Steve Goltz is quickly becoming one of my favorite indie directors working today. One of the creators of Slasher Studios, he and his group know slasher movies and when they deliver their own original slashers, they have a ball with classic tropes of the sub-genre that feel new. After their pleasing revenge slasher “Teddy,” Goltz delivers one of the more unique and engrossing entries of the sub-genre I’ve seen in years. While it’s true Goltz and writer Kevin Sommerfield provide their nods and winks to classic eighties slasher films, “Don’t Go to the Reunion” works to the beat of its own drum, delivering kills aplenty, and a very interesting whodunit mystery.
Working very much in the vein of “Slaughter High,” the prologue is set in 2004 at Hamilton High, where we meet Scott, a class nerd who is obsessed with horror movies. A jealous and vindictive group of popular kids in school pull a prank on him where the leader Erica plants a knife and fake death threat in his locker, prompting Josh to be expelled. “Don’t Go to the Reunion” could very well be set in the eighties, but Goltz and Sommerfield are smart to play with the entire hysteria involving Columbine and school murders, which was still a very volatile and sensitive issue in 2004. Ten years later the group leader Erica has left her home town and is now involved with a steady boyfriend. Stricken with guilt and remorse from her vicious prank, she struggles to lead a normal life. That is until she receives a notice for a class reunion at a local cabin.
At the behest of her boyfriend, Erica meets up with her old group of friends, and surely enough, nothing has changed. Though not as demented as “Slaughter High,” director Steve Goltz really does build on characters to show the horror of the murderer lurking in the dark, and the horror of being incapable of letting go of the past. The group, now ten years older, have found it impossible to grow up and find some meaning in their lives, as their prank affected them more than either of them are willing to admit. Stephanie Leigh Rose gives a great performance as the ex-alpha bitch Erica, who has fought tooth and nail to forget her past and displays genuine remorse for her prank. When she realizes the group has been set up and are being violently murdered one by one, her distress is ever more harrowing than ever.

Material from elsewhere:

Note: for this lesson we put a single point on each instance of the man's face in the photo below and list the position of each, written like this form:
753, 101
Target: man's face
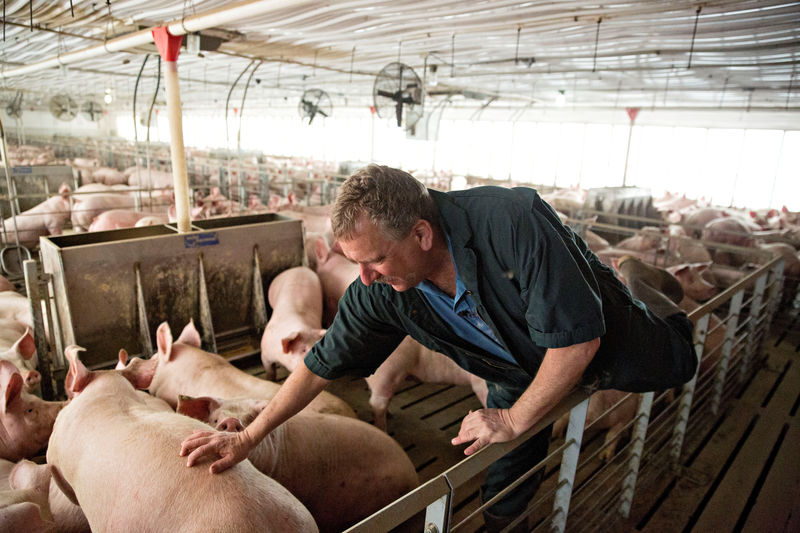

Sommerfield’s writing paired with Rose’s performance are able to turn Erica in to a very sympathetic yet flawed individual who we want to see survive, if only to see how a simple prank can have lasting effects. Though the finale does become a bit too on the nose for what is a subtle and well paced slasher for the first half, “Don’t Go to the Reunion” has its heart firmly placed in the eighties, with the systematic deaths of characters, vicious murders mimicking slasher films, and the big reveal that’s just so damn effective and clever. “Don’t Go to the Reunion” is a definite indie gem deserving of a wider audience, if only for its ability to pay tribute to the eighties, without making it an unbearable aesthetic. Goltz and Sommerfield really do know how to draw well fleshed out and interesting characters, and in the end I was very interested in finding out who the killer was, and how it would all come crashing down. I really can’t wait to see what the team of Steve Goltz and Kevin Sommerfield do next.